Over the past few years, there has been a noticeable shift in the way authorities approach corporate conduct. Whether you are dealing with tax enforcement, anti-bribery regulation, competition law, sanctions compliance, ESG disclosures or financial reporting, the direction of travel is broadly the same: authorities are becoming increasingly sceptical of structures that technically work on paper but feel commercially artificial. 

Frankly, this was inevitable. 

For a long time, large corporates operated on the assumption that if enough smart advisers signed off on a structure, the structure somehow acquired immunity from challenge. The global financial crisis should probably have ended that mindset permanently, but old habits die hard in corporate environments. 

The Absa judgment feels like another nail in that coffin. 

Importantly, this judgment doesn't necessarily mean businesses should suddenly become paralysed about legitimate structuring, tax efficiency or transaction planning. That would be a complete overreaction, and a commercially naive one at that. 

Sophisticated structuring is part of modern business. It always will be. 

The real issue is whether organisations can articulate a coherent commercial rationale for what they are doing beyond simply producing a more favourable outcome on a spreadsheet. 

That distinction matters far more now than it did a decade ago. 

Having spent years advising on complex M&A transactions, restructurings and cross-border corporate matters, we have noticed that the strongest businesses are usually not the ones trying hardest to “outsmart” regulators. They are the ones that understand regulatory scrutiny is now part of the commercial environment itself. 

Those businesses ask better questions earlier. 

Would this arrangement still make commercial sense if the tax treatment changed? 

Would management be comfortable explaining the structure publicly? 

Does the governance process genuinely reflect independent commercial decision-making? 

Could this survive scrutiny beyond the four corners of the legal agreements? 

That last point matters more than many executives realise. 

Because increasingly, regulators are not only reading the contracts. They are reading the emails, the board papers, the presentations, the transaction models and the internal discussions around intent.

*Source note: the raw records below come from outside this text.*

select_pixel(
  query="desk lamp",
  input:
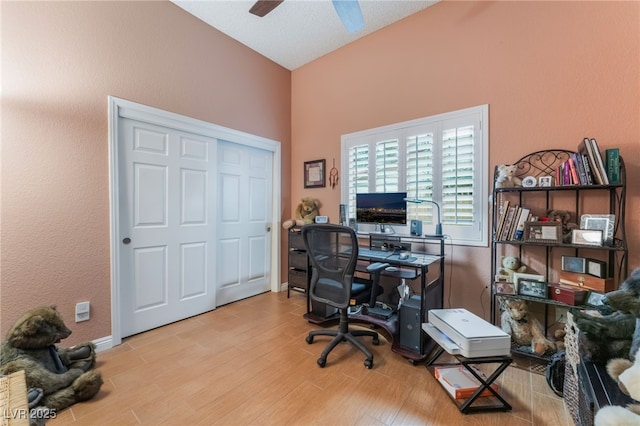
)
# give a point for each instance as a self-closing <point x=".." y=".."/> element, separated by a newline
<point x="420" y="201"/>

Once you understand that, the old distinction between “form” and “substance” becomes very real very quickly. 

The uncomfortable truth for many corporates is that governance theatre is becoming easier to spot. 

And the Constitutional Court appears to have little interest in rewarding it. 

The content of this article is intended to provide a general guide to the subject matter. Specialist advice should be sought about your specific circumstances.